Holmes Point Overlay April 27 Meeting

Thursday, April 27 is the Kirkland Planning Commission meeting on Holmes Point Overlay ordinance. The Planning Commission will meet at City Hall to discuss amendments to the Holmes Point Overlay – an ordinance to protect trees west of Juanita Drive. FHNA and Holmes Point residents have been meeting informally for several months to discuss modifications to the ordinance. The HPO revision is part of ongoing work on the Finn Hill neighborhood plan. We’ll report to the neighborhood on possible HPO revisions and on the status of the neighborhood plan in the near future. Comments or concerns can be sent to:  board at finnhillalliance.org

2 Responses to “Holmes Point Overlay April 27 Meeting”

  1. Ryan Brodniak says:

    We need revisions to the overlay that allow some realism. As a resident of Holmes Point with several mature trees on my lot, the city would not allow me to remove a single tree on my large lot. However developers seem to be granted permission to clear cut entire postage stamp size lots without regard for the damage risk this may cause to the surrounding homes. Why no consistent or fair treatment in the way the ‘overlay’ is enforced?

  2. Janice Gerrish says:

    In the April 16, 2017 The Seattle Times, the newspaper magazine called ‘Pacific NW’ there is an article:What One Tree Tells Us about Climate Change. This article is only one scientific article of many that I have read that stresses the importance of trees, LARGE trees.Trees are the homes for many creatures in its canopy of leaves,the root system fosters and has a healthy relationship with soil microbes.Trees play an important role in climate change and serves as a buffer to weather and erosion. Kirkland does not need a tree replacement program that is designed to keep the developers happy and show a feeble attempt at being environmentally friendly. The little ornamental trees planted in sidewalks are not adequate -Kirkland needs to keep its BIG TREES. There is a certain percentage of property owners on Holmes Point who pay lip service to the ordinance and are more interested in their expensive lake front view, their boat launch and keeping large birds from nesting on their property, creating unsightly messes on their manicured lawns.

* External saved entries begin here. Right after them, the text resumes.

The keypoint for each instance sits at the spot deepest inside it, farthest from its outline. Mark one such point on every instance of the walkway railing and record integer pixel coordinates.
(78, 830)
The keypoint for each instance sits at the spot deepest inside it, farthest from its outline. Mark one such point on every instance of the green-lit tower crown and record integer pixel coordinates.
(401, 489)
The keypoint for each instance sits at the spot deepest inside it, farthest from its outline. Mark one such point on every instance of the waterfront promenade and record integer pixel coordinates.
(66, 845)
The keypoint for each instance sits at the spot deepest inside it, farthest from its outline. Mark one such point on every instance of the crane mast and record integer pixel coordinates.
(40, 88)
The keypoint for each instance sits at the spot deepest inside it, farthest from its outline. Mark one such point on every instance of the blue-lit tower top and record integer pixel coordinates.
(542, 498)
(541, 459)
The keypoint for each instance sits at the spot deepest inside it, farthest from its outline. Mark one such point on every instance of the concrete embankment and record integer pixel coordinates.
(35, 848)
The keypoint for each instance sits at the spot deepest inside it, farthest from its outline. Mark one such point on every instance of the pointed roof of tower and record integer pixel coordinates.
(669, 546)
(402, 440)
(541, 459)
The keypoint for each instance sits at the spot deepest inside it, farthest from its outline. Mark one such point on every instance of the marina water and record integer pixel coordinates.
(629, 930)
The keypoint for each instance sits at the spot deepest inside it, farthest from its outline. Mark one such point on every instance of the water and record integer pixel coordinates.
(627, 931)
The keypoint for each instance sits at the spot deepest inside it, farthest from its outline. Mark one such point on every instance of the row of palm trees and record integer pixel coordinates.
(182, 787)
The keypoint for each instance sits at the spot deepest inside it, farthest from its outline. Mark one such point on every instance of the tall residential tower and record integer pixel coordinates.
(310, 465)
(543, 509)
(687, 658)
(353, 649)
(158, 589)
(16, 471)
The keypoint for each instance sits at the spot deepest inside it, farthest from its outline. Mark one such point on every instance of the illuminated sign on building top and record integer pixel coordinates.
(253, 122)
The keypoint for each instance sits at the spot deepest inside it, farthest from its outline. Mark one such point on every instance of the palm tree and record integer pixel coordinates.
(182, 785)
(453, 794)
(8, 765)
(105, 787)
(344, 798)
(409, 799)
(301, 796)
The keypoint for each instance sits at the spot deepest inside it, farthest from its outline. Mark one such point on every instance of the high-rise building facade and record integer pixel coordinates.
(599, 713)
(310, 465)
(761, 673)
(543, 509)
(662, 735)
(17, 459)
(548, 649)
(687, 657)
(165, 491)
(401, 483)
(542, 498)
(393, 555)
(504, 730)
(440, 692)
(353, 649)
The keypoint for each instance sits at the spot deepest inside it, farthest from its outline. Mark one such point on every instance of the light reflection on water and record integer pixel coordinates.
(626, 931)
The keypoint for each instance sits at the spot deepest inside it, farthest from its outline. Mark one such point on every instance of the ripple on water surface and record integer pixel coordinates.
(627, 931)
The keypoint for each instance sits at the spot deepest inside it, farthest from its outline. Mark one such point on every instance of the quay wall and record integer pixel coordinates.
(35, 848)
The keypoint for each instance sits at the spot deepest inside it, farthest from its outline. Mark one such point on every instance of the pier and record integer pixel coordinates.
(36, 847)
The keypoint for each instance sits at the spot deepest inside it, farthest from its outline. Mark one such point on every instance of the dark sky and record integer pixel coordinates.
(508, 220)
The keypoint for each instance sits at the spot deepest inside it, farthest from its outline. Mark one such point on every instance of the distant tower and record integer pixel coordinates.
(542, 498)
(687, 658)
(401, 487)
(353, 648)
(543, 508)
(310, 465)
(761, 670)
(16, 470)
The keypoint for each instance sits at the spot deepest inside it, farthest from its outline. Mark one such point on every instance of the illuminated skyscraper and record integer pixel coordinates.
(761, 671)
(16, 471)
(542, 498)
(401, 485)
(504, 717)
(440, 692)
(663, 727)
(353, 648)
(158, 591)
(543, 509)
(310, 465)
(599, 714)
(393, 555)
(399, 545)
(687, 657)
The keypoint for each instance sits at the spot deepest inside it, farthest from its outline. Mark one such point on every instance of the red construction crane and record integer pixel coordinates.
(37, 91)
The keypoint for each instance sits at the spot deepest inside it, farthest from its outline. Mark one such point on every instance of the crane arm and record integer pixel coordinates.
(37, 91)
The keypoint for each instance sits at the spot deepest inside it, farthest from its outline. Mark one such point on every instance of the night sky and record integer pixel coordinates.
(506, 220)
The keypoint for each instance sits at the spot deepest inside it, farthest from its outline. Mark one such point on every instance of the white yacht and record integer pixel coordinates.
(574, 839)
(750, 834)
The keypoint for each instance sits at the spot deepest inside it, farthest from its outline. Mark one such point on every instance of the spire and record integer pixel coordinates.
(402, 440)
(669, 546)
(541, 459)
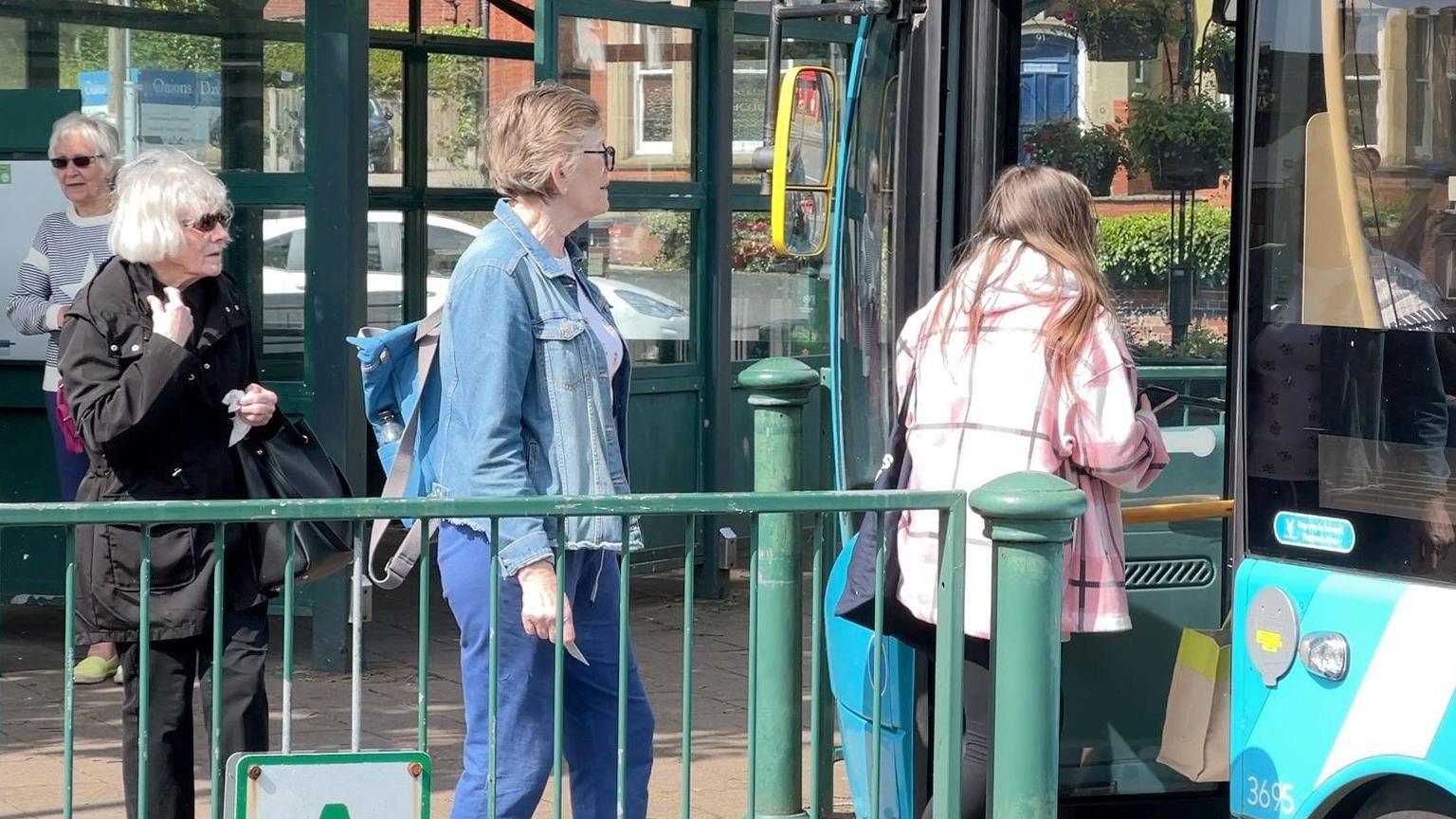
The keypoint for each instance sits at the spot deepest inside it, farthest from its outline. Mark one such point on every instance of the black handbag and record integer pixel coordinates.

They complain when it rains hard and their lawn washes out and/or the stream wanders away from landscaped restraints. I have no sympathy for these clueless landowners.Also subdividing these lots and giving each new owner their own driveway, etc.only increases the amount of impervious surfaces, less vegetation which leads to more flash floods and guaranteed erosion. It is obvious that hot real estate, greed plus the search for the perfect manicured lake front home can assist in the slow destruction of Lake Washington and fish.